Telestra (TLSYY.PK) - Telestra is Australia's leading telecom company. Since the landline and mobile phone market is pretty saturated, there is not much room for capital gains growth in this stock. However, the company pays an excellent dividend with a 9% yield, has an ROIC of 12%, and is still highly profitable with a 13% profit margin. However, declining earnings growth rates and a high long term debt/equity ratio are concerning.
Village Road Show (VLRDF.PK) - Village Roadshow is an Australian media company that produces and distributes films, owns local cinema chains, and runs seven amusement parks in Australia and the US. It currently has a co-production agreement with Warner Bros. which has led to a long list major films. Financially the company is trading at a value. VRL has a P/E of only six, a 28% earnings growth rate over the past five years, a 1.95% dividend yield, and PEG ratio under 1. Like Telestra however, its leverage levels are extremely high (1.45 debt/equity ratio).
Since there are not that many ADR's available for Australian companies (most of them are in basic materials), another way to capture the growth of the Australian economy as a whole is through these ETFs. They do hold significant shares of their portfolios in the mining sector, but nevertheless do a good job reflecting the economy as a whole. IAF is better for income oriented investors while the KROO is better for capital gains growth.
Australian Small Caps ETF (KROO)- The KROO is the best Australian ETFs for growth oriented investors. It tracks the IQ Australia small cap index, and is a good measure of how smaller companies are performing in the country. One third of its portfolio is basic materials stocks. The next biggest sectors are consumer cyclicals (22.46%) and industrials (16.57%). With the a housing bubble due to pop in Australia, it's fortunate that the KROO has no exposure to real estate.
Aberdeen Australian Fund (IAF)- This Aberdeen fund is a close ended whose composition reflects the broad growth of Australia. 72% percent of the fund's assets are outside of the basic materials sector with financials (30.8%) and consumer goods (15.8%) being the heaviest weighted sectors. There is room for significant capital growth, yet it pays a very strong dividend with a yield of 9.74%. It is currently trading over its net asset value, so I would wait until it falls to a technical support level (which is also below its NAV) at $11.00 per share before buying.

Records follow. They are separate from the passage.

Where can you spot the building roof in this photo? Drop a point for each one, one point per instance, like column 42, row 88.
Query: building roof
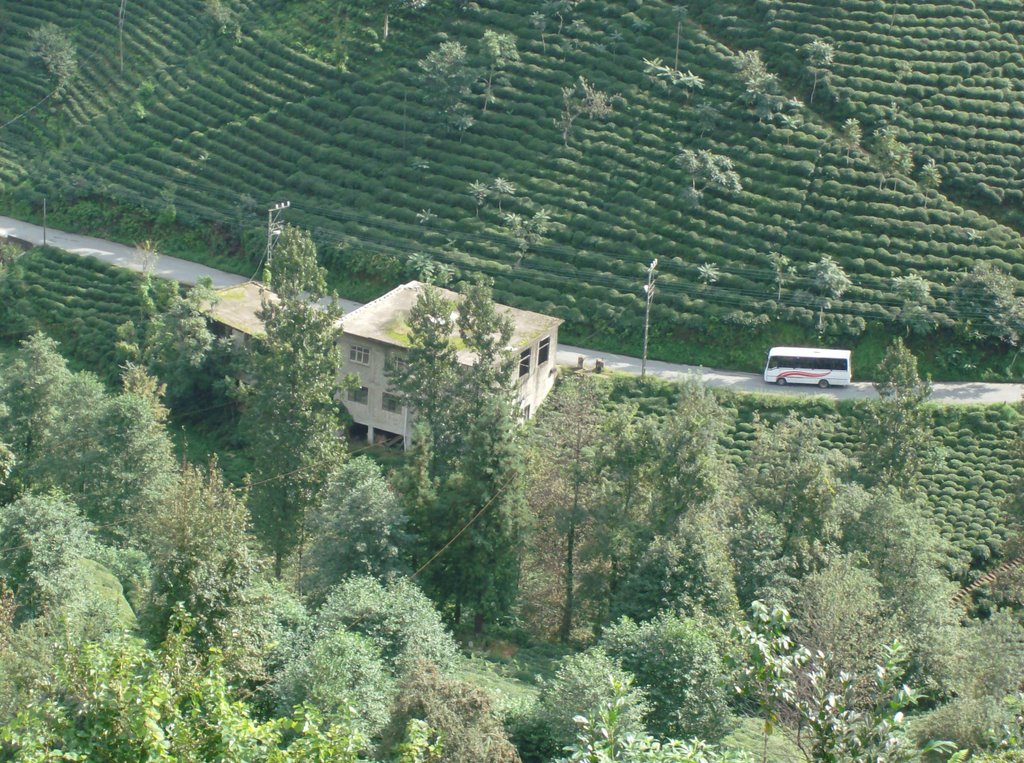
column 238, row 305
column 385, row 320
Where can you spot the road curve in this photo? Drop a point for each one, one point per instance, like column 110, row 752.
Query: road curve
column 188, row 272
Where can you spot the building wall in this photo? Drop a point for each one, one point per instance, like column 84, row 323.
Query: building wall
column 535, row 386
column 532, row 387
column 372, row 376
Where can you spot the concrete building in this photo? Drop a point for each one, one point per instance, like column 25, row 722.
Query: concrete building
column 233, row 314
column 377, row 334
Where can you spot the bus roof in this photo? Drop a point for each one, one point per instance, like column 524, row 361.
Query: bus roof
column 809, row 352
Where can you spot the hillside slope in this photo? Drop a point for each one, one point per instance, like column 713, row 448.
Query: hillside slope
column 310, row 102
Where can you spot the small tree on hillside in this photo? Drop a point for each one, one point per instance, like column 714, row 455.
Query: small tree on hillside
column 291, row 417
column 51, row 45
column 581, row 98
column 830, row 283
column 449, row 76
column 499, row 51
column 986, row 301
column 708, row 170
column 914, row 310
column 898, row 430
column 820, row 57
column 930, row 177
column 762, row 85
column 850, row 136
column 894, row 158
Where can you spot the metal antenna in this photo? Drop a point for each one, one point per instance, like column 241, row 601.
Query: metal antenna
column 273, row 229
column 648, row 289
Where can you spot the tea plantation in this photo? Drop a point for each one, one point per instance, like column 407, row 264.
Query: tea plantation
column 225, row 108
column 970, row 486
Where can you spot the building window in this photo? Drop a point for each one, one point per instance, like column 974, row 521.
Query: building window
column 359, row 354
column 524, row 363
column 544, row 351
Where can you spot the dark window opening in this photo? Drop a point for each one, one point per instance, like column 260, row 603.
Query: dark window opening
column 544, row 351
column 524, row 363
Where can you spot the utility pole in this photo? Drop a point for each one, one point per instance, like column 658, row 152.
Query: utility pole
column 273, row 228
column 121, row 35
column 648, row 289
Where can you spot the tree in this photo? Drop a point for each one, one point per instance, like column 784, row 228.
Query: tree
column 462, row 714
column 449, row 76
column 51, row 45
column 394, row 6
column 915, row 295
column 844, row 617
column 761, row 85
column 396, row 618
column 526, row 231
column 343, row 676
column 43, row 539
column 930, row 177
column 767, row 663
column 503, row 189
column 850, row 137
column 830, row 283
column 480, row 192
column 898, row 436
column 820, row 57
column 582, row 684
column 110, row 454
column 116, row 701
column 357, row 528
column 464, row 486
column 708, row 170
column 691, row 471
column 677, row 664
column 782, row 270
column 174, row 342
column 499, row 51
column 604, row 736
column 894, row 158
column 658, row 72
column 793, row 515
column 565, row 475
column 985, row 299
column 582, row 97
column 291, row 417
column 198, row 544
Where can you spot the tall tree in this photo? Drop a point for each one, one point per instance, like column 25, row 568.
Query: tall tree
column 51, row 45
column 582, row 97
column 198, row 544
column 986, row 301
column 895, row 159
column 564, row 476
column 820, row 57
column 499, row 51
column 830, row 283
column 466, row 497
column 291, row 417
column 898, row 428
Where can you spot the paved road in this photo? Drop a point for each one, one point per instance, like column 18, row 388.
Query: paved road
column 189, row 272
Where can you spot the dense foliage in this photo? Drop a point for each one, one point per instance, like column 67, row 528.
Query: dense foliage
column 538, row 142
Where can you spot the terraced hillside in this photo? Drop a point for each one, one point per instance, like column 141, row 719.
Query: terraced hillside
column 971, row 488
column 308, row 100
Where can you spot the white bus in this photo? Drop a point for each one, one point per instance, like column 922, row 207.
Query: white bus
column 808, row 366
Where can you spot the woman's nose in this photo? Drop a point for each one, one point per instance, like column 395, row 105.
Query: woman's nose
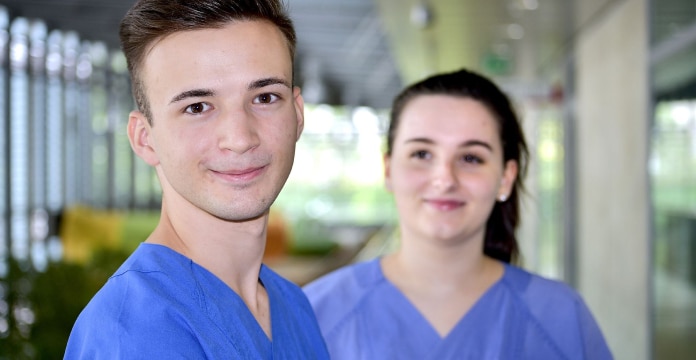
column 444, row 177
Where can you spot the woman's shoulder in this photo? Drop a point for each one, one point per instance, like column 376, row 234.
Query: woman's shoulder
column 537, row 289
column 347, row 280
column 558, row 312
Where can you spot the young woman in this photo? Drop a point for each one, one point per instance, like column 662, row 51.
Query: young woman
column 455, row 160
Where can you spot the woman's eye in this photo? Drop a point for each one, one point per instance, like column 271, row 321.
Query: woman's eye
column 473, row 159
column 266, row 98
column 420, row 154
column 197, row 108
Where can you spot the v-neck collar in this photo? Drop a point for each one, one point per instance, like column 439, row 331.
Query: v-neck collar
column 415, row 315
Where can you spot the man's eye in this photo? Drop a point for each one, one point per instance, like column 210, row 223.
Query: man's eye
column 197, row 108
column 266, row 98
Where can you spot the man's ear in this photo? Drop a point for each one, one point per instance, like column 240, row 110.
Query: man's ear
column 299, row 110
column 139, row 130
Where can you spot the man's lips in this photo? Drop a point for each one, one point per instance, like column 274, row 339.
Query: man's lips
column 246, row 174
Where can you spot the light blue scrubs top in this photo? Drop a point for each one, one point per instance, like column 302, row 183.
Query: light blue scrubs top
column 522, row 316
column 161, row 305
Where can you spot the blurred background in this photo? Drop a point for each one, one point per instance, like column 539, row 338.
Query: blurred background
column 606, row 90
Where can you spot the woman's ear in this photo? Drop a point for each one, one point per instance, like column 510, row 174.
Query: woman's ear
column 139, row 135
column 386, row 161
column 508, row 180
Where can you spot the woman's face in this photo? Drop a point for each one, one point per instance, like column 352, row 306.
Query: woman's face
column 446, row 168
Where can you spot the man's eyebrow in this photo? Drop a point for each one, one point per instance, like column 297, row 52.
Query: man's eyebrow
column 467, row 143
column 192, row 93
column 258, row 84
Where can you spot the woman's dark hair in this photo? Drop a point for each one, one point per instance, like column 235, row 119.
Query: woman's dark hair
column 149, row 21
column 500, row 240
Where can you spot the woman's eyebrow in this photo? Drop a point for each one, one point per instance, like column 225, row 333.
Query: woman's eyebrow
column 467, row 143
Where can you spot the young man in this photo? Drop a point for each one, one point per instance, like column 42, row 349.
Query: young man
column 218, row 119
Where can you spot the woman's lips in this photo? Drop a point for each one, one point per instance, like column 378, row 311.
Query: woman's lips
column 445, row 204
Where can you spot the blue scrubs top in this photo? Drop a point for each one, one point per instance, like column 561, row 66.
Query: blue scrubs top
column 522, row 316
column 161, row 305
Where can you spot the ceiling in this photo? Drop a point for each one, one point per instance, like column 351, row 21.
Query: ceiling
column 361, row 52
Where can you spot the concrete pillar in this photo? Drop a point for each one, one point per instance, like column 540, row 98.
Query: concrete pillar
column 613, row 217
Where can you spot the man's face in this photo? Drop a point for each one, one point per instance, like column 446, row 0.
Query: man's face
column 225, row 118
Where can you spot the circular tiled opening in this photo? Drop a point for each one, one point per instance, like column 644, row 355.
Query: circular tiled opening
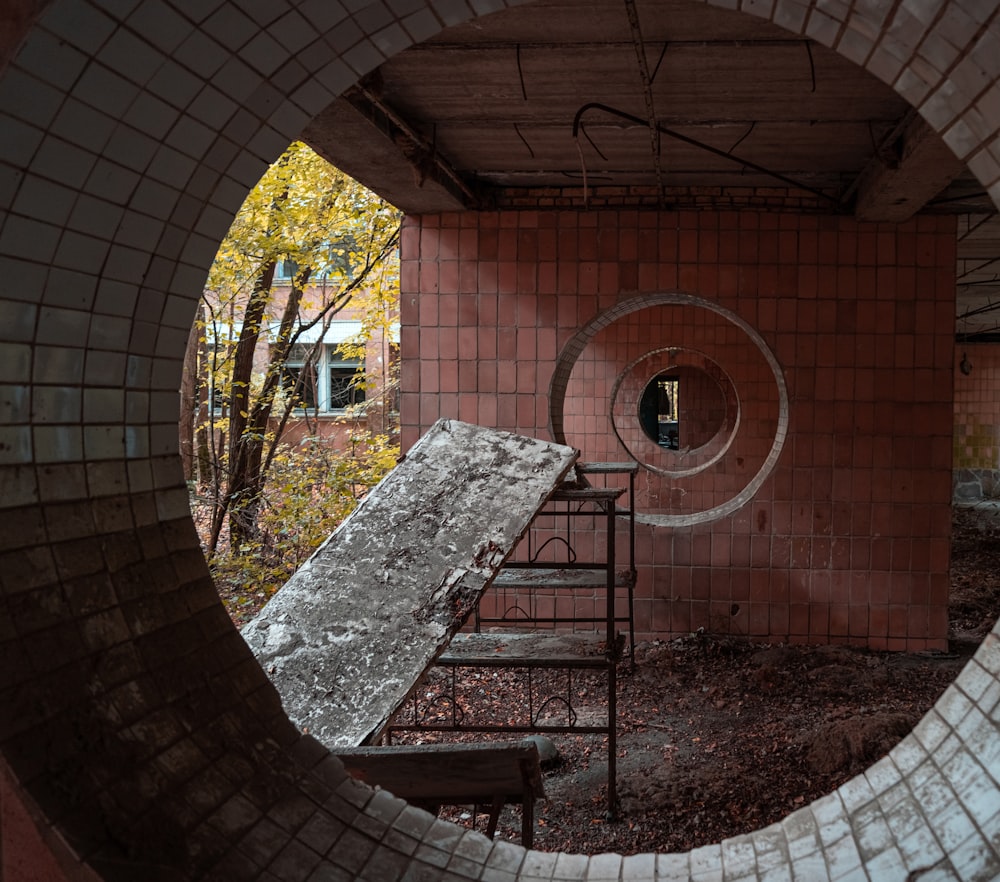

Overall, despite the floods causing a negative Q1 GDP, I still think Australia is a good country for long term investment. If you like mining stocks, go with BHP Billiton, but for any other sector I would recommend buying either the KROO or the IAF depending on your risk capacity. Most of the quality Australian stocks are not available via ADRs or are only pink sheets so these ETFs are your best bet.
Disclosure: I have no positions in any stocks mentioned, and no plans to initiate any positions within the next 72 hours.